Much huffing and puffing as I tidy up the studio and do trips to Kaiser to buy nibbles for the Opening of my Exhibition, ‘Consolation For Our Mortality'. Borrowing a sort of baby buggy from Marcus in the cellar, Tom helps me trundle back the cases of beer. The show looks good and I'm both relieved and excited.
In the evening I went to meet up with Carla and Tom for the Opening of Daniel Biesold's paintings at the Koal gallery. His work interests me as he uses acrylic mediums in a layered semi-transparent way, as I too have been experimenting with for years. The monochromatic, white with hints of black or colour, paintings looked elegantly calm. However well achieved, there is still the hurdle here that I face too, of the finishing areas at the edges causing happenstance to predominate.
Going on from there to the DNA gallery where a Japanese artist had his Opening, showing colouring book cartoon drawings of the lives of the people where his installation had just been exhibited in Singapore.

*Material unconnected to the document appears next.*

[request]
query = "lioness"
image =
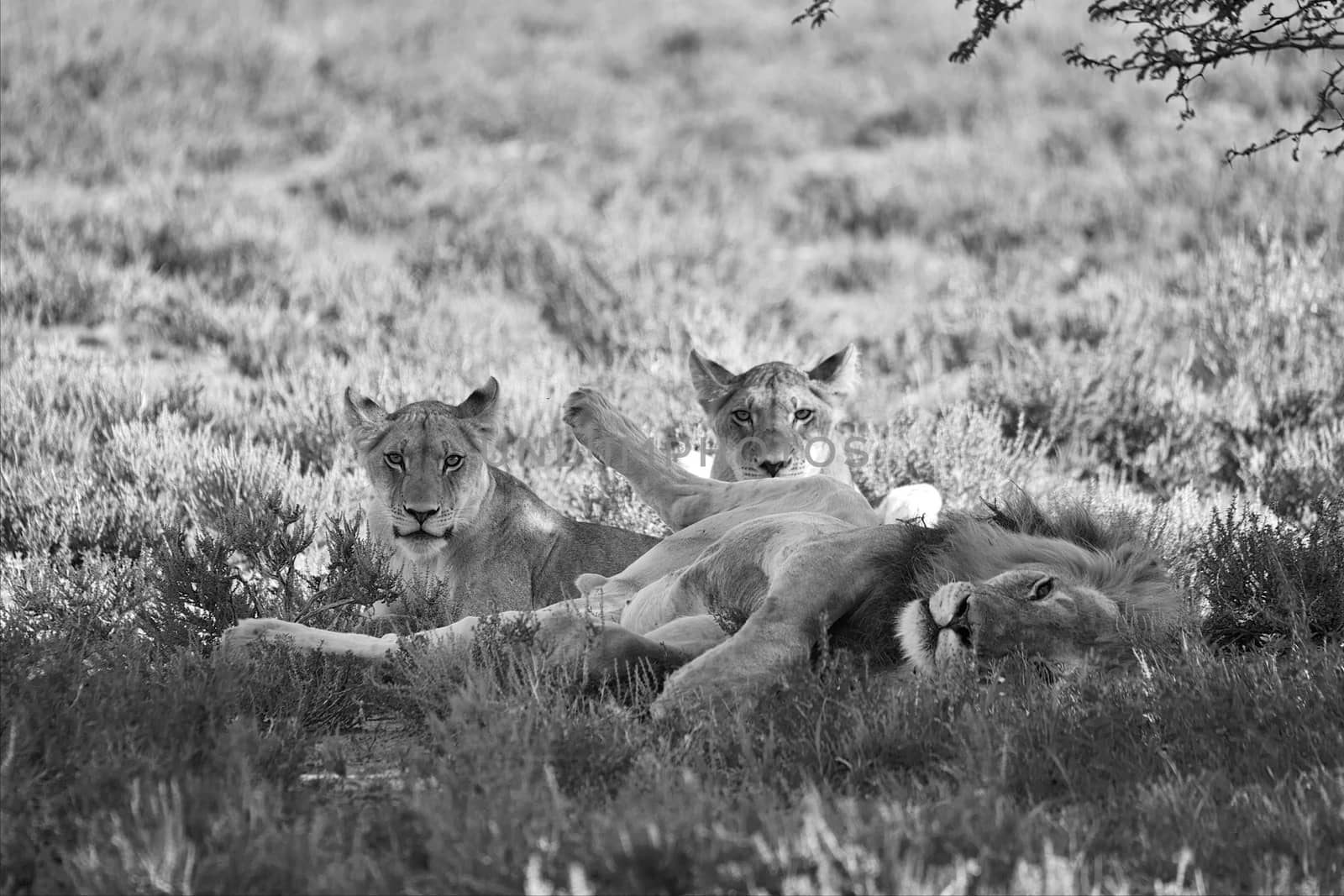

Downstairs there was a painting by Clemence Krauss, for whom Tom works as a studio assistant. The work is figurative and uses excessive build-ups of oil paint with fast drying mediums to make figures that are then cut out and glued to the canvas along with words that are made by squeezing directly from the tube. As if Auerbach or Kossuth went Pop. Not my thing, but I can see how people who rave about the sensuousness of oil paint and who like, for example, Therese Oulton's work could like these. He sells well especially in Brazil.